If you're looking for a mention of a specific title, person, or company in any Comichron article or sales chart, the Google Custom Search box above may help; it searches the entire site, including blog posts, and may be helpful for searches where the searched name is relatively unique. "Bat Mite" will yield more useful results than "Batman."

Comichron is currently designed to present distributor sales charts in the manner they were released in — the entire month at once. At present, Comichron does not offer a searchable database of all comics data on the site, whereby individual issues can be found.

There are, however, a couple of tricks that can be used for Diamond Comic Distributors and other distributors' sales reports: visit the Grand Comics Database and search for an individual issue. Look for the release date — and then click on that month in the Monthly Comics Sales page. Then you can use the search box in the sales table to locate the individual issue. If only a cover date is known, search two or three months before that date.

If a comic book is likely to have been a top seller, then find the year of release and search the Yearly Comics Sales pages, which in the 2010s includes the top several hundred comics for each year.

Variants

If you're looking for circulations for individual variants, you will not find much of help in the Direct Market distributor charts. Diamond Comic Distributors merges all versions of a comic book that have the same cover price into single entries in its charts.
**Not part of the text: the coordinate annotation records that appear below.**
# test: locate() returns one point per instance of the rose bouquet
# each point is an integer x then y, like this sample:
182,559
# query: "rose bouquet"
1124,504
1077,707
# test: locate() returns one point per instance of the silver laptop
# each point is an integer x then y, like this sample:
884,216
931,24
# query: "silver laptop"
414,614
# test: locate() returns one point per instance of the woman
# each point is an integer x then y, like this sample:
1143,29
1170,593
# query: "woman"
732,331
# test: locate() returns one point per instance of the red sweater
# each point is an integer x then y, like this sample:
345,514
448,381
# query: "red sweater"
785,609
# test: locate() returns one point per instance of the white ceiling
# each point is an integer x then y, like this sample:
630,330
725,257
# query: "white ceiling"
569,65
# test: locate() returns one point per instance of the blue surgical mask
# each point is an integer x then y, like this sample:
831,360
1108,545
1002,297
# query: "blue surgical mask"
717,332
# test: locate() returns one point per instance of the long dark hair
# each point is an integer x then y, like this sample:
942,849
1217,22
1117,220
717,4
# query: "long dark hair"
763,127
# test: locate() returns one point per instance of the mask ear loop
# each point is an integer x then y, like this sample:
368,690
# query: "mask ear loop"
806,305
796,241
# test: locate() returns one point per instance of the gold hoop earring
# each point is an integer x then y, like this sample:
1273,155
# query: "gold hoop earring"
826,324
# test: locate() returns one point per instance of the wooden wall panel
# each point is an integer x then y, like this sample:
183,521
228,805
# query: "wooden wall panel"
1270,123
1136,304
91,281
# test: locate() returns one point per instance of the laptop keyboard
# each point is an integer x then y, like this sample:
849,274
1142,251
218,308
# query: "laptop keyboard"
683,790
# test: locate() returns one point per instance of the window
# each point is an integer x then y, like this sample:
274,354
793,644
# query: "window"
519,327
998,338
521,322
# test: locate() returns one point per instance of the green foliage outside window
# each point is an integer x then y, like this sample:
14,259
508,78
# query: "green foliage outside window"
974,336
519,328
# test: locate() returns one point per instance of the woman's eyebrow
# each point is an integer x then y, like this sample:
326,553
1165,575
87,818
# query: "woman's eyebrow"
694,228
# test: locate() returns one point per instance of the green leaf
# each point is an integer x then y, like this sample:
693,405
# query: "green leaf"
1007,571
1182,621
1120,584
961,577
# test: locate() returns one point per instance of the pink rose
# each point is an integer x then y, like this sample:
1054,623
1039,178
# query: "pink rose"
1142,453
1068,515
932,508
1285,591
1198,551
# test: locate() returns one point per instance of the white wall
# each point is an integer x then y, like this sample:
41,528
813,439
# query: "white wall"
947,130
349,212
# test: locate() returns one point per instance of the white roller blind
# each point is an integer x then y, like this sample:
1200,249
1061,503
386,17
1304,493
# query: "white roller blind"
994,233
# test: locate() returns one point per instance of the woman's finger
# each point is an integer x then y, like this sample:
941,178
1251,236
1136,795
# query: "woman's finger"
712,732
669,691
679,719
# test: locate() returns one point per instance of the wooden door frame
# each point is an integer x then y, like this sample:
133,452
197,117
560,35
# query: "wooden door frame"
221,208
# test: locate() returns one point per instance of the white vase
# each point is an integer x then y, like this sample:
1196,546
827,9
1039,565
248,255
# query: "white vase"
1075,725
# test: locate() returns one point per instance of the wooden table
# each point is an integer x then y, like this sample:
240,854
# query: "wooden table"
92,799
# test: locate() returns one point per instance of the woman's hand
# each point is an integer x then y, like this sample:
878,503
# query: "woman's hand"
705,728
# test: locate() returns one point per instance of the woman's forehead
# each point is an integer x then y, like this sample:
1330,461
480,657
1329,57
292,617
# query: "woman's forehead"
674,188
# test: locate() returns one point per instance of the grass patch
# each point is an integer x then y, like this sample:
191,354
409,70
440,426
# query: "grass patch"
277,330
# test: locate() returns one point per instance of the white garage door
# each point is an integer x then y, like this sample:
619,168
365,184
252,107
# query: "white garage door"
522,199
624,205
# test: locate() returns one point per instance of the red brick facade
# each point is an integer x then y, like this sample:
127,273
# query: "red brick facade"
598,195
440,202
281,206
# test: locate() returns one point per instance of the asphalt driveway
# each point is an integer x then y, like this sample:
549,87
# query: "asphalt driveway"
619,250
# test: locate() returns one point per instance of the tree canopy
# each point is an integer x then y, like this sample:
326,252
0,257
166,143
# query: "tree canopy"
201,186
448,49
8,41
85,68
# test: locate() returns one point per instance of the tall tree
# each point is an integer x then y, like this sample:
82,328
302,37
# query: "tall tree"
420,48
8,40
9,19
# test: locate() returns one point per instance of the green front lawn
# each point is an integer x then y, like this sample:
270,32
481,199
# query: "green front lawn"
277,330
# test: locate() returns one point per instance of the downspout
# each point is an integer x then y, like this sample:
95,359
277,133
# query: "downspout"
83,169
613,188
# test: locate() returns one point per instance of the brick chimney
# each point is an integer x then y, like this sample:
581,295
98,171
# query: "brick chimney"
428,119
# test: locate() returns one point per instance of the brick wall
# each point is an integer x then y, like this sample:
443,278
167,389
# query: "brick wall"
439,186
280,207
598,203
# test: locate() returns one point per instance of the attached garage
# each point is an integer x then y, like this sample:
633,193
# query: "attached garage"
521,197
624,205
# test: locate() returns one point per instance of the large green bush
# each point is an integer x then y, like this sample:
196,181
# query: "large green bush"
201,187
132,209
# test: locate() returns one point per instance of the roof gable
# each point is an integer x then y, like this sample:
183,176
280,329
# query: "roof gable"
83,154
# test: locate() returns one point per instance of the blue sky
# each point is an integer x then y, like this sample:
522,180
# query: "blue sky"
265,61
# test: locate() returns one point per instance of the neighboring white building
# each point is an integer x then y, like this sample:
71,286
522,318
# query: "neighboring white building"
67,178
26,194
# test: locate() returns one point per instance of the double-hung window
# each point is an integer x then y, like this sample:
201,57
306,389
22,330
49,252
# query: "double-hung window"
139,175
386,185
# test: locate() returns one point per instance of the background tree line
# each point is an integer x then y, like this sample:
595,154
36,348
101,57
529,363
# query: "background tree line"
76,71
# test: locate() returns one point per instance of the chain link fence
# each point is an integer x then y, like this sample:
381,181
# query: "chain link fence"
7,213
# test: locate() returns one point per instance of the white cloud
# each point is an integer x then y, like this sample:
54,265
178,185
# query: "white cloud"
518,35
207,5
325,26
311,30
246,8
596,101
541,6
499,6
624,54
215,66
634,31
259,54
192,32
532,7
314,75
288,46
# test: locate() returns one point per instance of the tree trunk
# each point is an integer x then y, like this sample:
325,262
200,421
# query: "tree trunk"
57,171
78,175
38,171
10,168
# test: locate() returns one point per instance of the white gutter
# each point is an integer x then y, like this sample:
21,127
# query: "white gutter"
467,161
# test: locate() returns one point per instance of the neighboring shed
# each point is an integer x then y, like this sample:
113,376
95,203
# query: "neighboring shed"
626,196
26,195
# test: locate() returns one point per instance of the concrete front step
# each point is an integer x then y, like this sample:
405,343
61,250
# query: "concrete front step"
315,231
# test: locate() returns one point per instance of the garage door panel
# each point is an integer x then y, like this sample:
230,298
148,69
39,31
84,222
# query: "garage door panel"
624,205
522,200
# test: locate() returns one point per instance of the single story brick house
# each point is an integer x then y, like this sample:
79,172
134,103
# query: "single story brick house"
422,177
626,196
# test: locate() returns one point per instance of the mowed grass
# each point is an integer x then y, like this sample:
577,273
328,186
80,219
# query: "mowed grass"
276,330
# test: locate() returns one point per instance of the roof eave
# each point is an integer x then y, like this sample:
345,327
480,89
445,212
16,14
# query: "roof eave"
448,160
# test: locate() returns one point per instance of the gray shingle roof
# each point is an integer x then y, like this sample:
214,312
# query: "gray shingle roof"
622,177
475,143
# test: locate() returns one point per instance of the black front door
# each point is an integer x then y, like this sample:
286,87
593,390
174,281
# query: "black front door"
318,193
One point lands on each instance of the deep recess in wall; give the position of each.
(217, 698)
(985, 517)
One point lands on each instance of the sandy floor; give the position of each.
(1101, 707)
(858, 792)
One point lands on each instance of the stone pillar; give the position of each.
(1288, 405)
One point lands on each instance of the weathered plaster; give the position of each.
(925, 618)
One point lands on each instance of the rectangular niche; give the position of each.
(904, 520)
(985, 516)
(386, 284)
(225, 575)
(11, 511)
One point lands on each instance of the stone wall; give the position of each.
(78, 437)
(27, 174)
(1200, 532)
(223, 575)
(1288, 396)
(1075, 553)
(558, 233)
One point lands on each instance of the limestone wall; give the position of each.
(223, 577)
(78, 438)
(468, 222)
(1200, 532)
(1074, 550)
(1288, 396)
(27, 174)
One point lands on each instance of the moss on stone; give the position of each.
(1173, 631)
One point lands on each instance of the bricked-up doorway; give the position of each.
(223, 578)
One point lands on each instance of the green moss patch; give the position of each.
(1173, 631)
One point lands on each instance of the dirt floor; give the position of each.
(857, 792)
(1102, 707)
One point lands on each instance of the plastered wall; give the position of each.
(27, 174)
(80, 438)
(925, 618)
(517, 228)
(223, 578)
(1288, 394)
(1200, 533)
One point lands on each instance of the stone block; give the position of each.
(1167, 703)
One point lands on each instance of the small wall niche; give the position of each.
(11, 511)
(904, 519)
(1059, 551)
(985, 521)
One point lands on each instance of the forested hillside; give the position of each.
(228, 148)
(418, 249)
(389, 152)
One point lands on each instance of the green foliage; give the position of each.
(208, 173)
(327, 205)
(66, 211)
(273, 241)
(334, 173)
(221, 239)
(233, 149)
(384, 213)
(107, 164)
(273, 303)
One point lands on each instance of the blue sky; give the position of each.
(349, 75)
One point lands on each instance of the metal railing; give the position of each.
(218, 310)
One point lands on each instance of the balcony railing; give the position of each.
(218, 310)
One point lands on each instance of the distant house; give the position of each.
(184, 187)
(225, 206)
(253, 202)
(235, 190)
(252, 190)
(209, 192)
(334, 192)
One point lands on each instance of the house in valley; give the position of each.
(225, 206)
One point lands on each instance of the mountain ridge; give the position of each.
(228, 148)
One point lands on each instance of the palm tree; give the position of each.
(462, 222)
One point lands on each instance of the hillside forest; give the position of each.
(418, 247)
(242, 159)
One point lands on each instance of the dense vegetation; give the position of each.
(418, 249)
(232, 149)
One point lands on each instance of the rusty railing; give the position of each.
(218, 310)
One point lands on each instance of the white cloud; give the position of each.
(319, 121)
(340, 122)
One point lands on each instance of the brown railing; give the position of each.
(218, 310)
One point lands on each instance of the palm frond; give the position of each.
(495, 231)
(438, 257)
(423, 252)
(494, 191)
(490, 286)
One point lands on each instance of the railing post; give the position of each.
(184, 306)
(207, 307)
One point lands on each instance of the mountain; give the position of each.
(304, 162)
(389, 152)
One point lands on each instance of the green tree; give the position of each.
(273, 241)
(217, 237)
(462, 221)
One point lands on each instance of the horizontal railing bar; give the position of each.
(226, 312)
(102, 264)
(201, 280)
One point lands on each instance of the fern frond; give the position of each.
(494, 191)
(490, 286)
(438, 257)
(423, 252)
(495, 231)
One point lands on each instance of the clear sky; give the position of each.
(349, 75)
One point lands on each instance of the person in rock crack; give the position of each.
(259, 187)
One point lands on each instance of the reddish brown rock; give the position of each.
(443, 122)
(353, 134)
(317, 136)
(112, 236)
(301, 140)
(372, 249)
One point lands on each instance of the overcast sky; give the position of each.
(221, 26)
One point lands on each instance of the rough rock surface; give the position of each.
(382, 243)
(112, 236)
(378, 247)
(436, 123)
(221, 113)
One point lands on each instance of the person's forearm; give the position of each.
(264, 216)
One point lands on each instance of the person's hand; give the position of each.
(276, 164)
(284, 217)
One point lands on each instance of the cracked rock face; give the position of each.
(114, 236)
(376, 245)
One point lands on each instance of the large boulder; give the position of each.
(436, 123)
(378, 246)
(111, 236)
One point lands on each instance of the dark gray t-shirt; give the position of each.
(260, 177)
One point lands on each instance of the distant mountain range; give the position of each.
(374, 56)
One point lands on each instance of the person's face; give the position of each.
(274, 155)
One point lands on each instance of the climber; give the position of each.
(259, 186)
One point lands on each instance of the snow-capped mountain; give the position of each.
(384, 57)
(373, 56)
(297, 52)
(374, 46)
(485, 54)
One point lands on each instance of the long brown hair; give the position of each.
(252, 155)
So sales on individual variants are generally not available, except in cases where a comic book went back to press for a later printing with a new cover later and it's clear that those copies are not part of the original sale. Even then, there might be sales of copies of the original mixed in; there's no way to know.

A caveat is necessary, as well, about trying to reverse-engineer the number of copies of a variant from known ordering threshholds. If 50 copies of a comic book must be ordered in order for a single copy of a specific variant to become available, that does not mean that on a total sale of 51,000 copies, that 1,000 copies must be the variant. Instead, that number is the maximum possible. In fact the true number is going to be much smaller, because the number of retailers large enough to order 50 copies isn't that big.





A caution regarding individual issue data


Be advised: If you're looking to compile a list of a single comic book title's sales across time, note that that information will not be reliable for that purpose. The Diamond shipping charts only capture the number of comics it shipped of a title in the United States and Canada in a single calendar month, a figure which is highly volatile depending on the shipping calendar. You may see month-to-month swings of 10% or more which do not actually exist, because a comic book came out in, say, Week 1 in July and Week 5 in August. There's a reason we don't present such trendlines ourselves!

The better use of figures on individual issues is as intended: in context of an overall month, as a general relative indicator.